Travail : la visite médicale d’embauche supprimée

Travail : la visite médicale d’embauche supprimée
La visite d'information et de prévention aura lieu tous les cinq ans. - © AndreyPopov

Depuis le 1er janvier, la visite médicale d’embauche est remplacée par une visite d’information et de prévention qui pourra être effectuée, pour la plupart des salariés, par un infirmier ou un interne.

Finie la visite médicale d’embauche. Depuis le 1er janvier, la loi Travail l’a remplacée par une « visite d’information et de prévention » qui doit avoir lieu dans les trois mois suivant la prise de poste.

D’après le décret d’application, publié le 29 décembre au Journal officiel, cette visite permettra au salarié de faire un bilan de son état de santé, de connaître les risques liés à son poste de travail et de le « sensibiliser sur les moyens de prévention » éventuels à adopter.

Les professionnels de santé pourront effectuer cet examen

La visite ne sera plus effectuée obligatoirement par le médecin du travail, un professionnel de santé comme un infirmier ou un interne pourra la réaliser. A l’issue de la visite, sera délivrée au travailleur et à l’employeur non plus un certificat d’aptitude mais une attestation de suivi.

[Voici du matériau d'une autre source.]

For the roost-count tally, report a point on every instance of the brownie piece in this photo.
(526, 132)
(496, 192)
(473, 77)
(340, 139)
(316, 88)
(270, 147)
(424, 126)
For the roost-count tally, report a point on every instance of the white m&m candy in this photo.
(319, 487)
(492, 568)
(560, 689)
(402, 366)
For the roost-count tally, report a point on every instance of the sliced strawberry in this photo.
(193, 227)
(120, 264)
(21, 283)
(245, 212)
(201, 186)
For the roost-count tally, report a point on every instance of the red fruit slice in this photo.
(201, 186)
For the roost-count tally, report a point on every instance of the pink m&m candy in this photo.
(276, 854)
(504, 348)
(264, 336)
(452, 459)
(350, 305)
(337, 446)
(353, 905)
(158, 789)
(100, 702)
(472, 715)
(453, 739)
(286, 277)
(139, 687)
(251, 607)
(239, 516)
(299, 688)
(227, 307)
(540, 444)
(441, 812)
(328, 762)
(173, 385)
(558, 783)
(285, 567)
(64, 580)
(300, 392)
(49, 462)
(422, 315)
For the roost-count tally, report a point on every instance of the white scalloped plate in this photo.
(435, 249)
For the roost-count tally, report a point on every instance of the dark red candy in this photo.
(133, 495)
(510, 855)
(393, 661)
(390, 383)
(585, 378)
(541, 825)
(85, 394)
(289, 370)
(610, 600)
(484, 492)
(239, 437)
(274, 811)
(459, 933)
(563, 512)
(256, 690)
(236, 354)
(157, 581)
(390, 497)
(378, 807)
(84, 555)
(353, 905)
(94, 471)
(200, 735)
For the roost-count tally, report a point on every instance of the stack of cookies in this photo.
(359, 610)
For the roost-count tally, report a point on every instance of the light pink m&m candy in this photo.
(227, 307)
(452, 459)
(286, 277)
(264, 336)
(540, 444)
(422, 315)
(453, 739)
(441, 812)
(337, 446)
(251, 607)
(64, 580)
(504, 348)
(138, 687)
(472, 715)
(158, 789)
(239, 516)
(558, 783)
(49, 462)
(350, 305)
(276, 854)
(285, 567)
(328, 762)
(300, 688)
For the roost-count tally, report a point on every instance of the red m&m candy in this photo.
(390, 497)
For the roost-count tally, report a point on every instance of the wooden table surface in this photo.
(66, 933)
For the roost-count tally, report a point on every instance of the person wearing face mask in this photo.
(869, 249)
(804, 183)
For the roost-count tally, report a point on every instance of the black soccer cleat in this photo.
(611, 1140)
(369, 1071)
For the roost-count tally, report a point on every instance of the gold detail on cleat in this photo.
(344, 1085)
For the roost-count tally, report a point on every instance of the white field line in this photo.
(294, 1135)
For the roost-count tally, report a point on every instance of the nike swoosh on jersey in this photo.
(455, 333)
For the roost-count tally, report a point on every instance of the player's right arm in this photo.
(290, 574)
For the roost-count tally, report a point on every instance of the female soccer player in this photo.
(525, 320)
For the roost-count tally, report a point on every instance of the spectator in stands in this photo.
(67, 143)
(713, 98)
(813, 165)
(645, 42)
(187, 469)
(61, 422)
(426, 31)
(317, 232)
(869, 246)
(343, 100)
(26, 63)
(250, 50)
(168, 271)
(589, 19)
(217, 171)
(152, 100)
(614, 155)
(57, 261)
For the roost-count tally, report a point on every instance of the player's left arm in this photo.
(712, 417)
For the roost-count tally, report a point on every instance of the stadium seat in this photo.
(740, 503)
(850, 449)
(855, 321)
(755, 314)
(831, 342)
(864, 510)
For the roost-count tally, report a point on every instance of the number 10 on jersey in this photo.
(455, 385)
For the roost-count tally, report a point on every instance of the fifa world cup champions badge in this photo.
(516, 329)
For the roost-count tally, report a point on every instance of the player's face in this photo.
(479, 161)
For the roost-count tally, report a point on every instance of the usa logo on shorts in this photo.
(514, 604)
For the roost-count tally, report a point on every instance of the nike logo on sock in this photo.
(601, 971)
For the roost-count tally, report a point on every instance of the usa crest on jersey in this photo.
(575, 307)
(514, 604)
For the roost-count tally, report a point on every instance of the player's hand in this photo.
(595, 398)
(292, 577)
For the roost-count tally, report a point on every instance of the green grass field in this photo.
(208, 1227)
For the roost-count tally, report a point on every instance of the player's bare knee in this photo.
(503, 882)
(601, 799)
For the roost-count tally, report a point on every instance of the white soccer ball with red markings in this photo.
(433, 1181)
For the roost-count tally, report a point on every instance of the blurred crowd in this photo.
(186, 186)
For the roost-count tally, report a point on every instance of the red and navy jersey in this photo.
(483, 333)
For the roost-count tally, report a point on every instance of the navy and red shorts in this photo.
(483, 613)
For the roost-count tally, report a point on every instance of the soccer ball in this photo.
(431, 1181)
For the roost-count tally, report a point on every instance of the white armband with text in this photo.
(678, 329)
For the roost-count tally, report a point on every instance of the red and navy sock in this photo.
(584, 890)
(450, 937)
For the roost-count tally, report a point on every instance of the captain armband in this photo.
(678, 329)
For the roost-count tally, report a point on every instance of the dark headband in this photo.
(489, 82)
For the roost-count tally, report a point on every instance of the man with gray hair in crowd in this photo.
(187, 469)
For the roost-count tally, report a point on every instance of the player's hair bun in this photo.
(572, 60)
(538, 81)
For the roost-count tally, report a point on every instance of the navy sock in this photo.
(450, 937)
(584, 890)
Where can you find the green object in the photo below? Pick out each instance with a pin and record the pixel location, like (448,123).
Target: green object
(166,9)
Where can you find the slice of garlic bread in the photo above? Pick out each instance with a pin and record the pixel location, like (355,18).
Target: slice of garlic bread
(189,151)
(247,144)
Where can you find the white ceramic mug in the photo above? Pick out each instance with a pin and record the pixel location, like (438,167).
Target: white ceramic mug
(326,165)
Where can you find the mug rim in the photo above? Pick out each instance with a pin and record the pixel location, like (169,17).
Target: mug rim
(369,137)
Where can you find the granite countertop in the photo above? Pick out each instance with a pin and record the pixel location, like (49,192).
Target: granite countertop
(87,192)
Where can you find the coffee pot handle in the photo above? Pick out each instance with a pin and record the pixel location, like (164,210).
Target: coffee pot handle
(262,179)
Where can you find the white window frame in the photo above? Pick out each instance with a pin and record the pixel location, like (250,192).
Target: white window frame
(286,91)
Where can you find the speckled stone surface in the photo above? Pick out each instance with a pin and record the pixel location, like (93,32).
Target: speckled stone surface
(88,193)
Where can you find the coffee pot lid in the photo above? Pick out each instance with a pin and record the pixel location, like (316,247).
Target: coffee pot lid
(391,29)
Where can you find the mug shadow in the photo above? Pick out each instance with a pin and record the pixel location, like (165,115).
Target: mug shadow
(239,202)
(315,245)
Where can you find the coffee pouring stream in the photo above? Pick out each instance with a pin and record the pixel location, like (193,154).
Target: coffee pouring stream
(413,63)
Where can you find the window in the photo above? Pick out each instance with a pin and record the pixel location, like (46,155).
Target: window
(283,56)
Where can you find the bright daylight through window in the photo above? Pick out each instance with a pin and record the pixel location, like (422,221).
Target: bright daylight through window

Si le professionnel de santé le juge nécessaire (s’il s’agit par exemple d’une femme enceinte ou d’un salarié handicapé), il pourra « orienter sans délai le travailleur vers le médecin du travail » pour une nouvelle visite afin de proposer des adaptations du poste ou l’affectation à un autre poste.

Les travailleurs de nuit et ceux âgés de moins de 18 ans devront avoir réalisé leur visite d’information et de prévention « préalablement » à leur affectation sur leur poste de travail.

Le suivi médical est renforcé pour les salariés affectés à des postes à risques

Par ailleurs, le suivi médical est renforcé pour les salariés occupant des postes à risques pour leur santé ou leur sécurité, comme ceux les exposant au plomb, à l’amiante, aux agents cancérogènes, mutagènes, toxiques ou encore au risque de chute de hauteur. Ils devront passer un examen médical d’aptitude, qui se substitue à la visite d’information et de prévention. Il sera effectué par le médecin du travail préalablement à l’affectation sur le poste. A l’issue de cet examen, un avis d’aptitude ou d’inaptitude sera rendu.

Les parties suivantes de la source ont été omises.